We need to do a small, neat jump here, so that we can immediately turn right-handed onto a sheep track that runs along the top of the bank. Battling with Paddy on the run in, I shift my weight from side to side to unbalance him and slow him down, but we are still going too fast. I should circle him away from the jump and come back in at a trot, but I hold him, seemingly motionless, as he pauses, then jumps.
We take off like the 11.30 New York flight from Heathrow and go up, and up. Below us the ground falls away with alarming rapidity. Then we are coming down again and I feel him stumble on landing; his head seems to disappear from in front of me, and I am being scraped over the pommel of the saddle and down his neck. The ground rushes up towards me.
‘Oh God, this is going to hurt.’
‘Is he dead?’
‘I don’t like the look of it, he’s not moving.’
‘Has someone gone to catch the horse?’
‘Yes, Malc’s gone.’
Fragments of conversation come and go as if overheard in the street.
‘He’s got a pulse anyway.’
‘Don’t move him, in case he’s broken his back.’
I can’t tell whether this is a dream or whether it is real, and I just can’t wake up.
‘Can you hear me, my love?’ An angelic voice. ‘Can you open your eyes for me.’
I open my eyes and promptly close them again; the world seems confusing and I want to go back to sleep.
‘Listen, Jamie, I want you to wiggle your toes. Can you do that for me?’
Good idea. I wiggle my toes and nod. Thank God, I am not paralysed.
Gradually I come to and my rescuer, fortuitously an off-duty nurse, says, ‘Just lie still, poppet, the ambulance is on its way.’
Soon Malc appears with Paddy. I start scrambling to my feet.
‘No, you are not getting back on, you were out cold for several minutes. You are going straight to hospital,’ says my rescuer.

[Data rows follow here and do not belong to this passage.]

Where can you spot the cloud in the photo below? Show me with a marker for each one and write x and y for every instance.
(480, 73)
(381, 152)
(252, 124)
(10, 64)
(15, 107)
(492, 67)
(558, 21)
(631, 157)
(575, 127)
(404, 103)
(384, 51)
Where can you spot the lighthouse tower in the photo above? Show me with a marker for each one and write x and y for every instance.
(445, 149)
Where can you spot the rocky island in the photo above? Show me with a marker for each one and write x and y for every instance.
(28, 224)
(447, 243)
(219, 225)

‘Well, I might as well ride Paddy then,’ ventures Malc, ‘so at least he doesn’t miss out. Can you pass me his hat?’
I told you the Bells are descended from horse thieves.
‘Might as well pass me his flask as well. They will only confiscate it in hospital. And better have his car keys.’

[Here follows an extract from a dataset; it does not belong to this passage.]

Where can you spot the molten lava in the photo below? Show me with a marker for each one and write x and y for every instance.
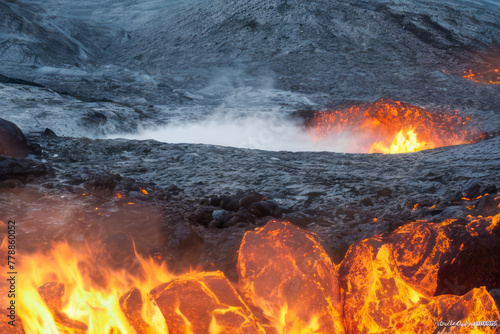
(414, 280)
(387, 126)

Shameless! Malc and Paddy set off and I go back to sleep again.
The ambulance crew want to know where my hat is.
‘We would have cut the straps on it if you had it, so that you couldn’t wear it again.’

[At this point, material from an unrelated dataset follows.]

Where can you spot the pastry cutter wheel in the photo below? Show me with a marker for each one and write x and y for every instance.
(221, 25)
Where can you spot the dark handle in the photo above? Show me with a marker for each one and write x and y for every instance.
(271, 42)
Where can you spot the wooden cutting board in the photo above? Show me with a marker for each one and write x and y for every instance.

I nod and think of my mother. In the vanity of youth, I had always hunted in a top hat until I got married and then Mum and Sheri had ganged up and forced me to buy a jockey’s crash hat. Maternal instinct is a wonderful thing; I would be dead had they not done so.
When we arrive at the Dumfries Royal Infirmary, the ward sister wants to know what I have had to eat and drink.
I rack my brains.
‘Porridge at about eight, then a few sausage rolls and a slice of fruitcake at elevenish.’
She nods, ‘And to drink?’
‘A couple of glasses of port at about eleven.’ A slight frown plays across her features. ‘Then just the odd swig after that: bramble whisky, cherry brandy, damson vodka, maybe some sloe gin, that sort of thing.’ She looks concerned and scribbles something down on a clipboard.
I have my brain scanned and then I am put to bed and sleep like the dead. Hours later, Malc comes to pick me up. The same ward sister discharges me.
‘Now you are to go straight home and have a good night’s sleep.’ Then her eyes seem to moisten and a gooey maternal look comes over her. ‘And do try and stay off the alcohol, if you can, dear.’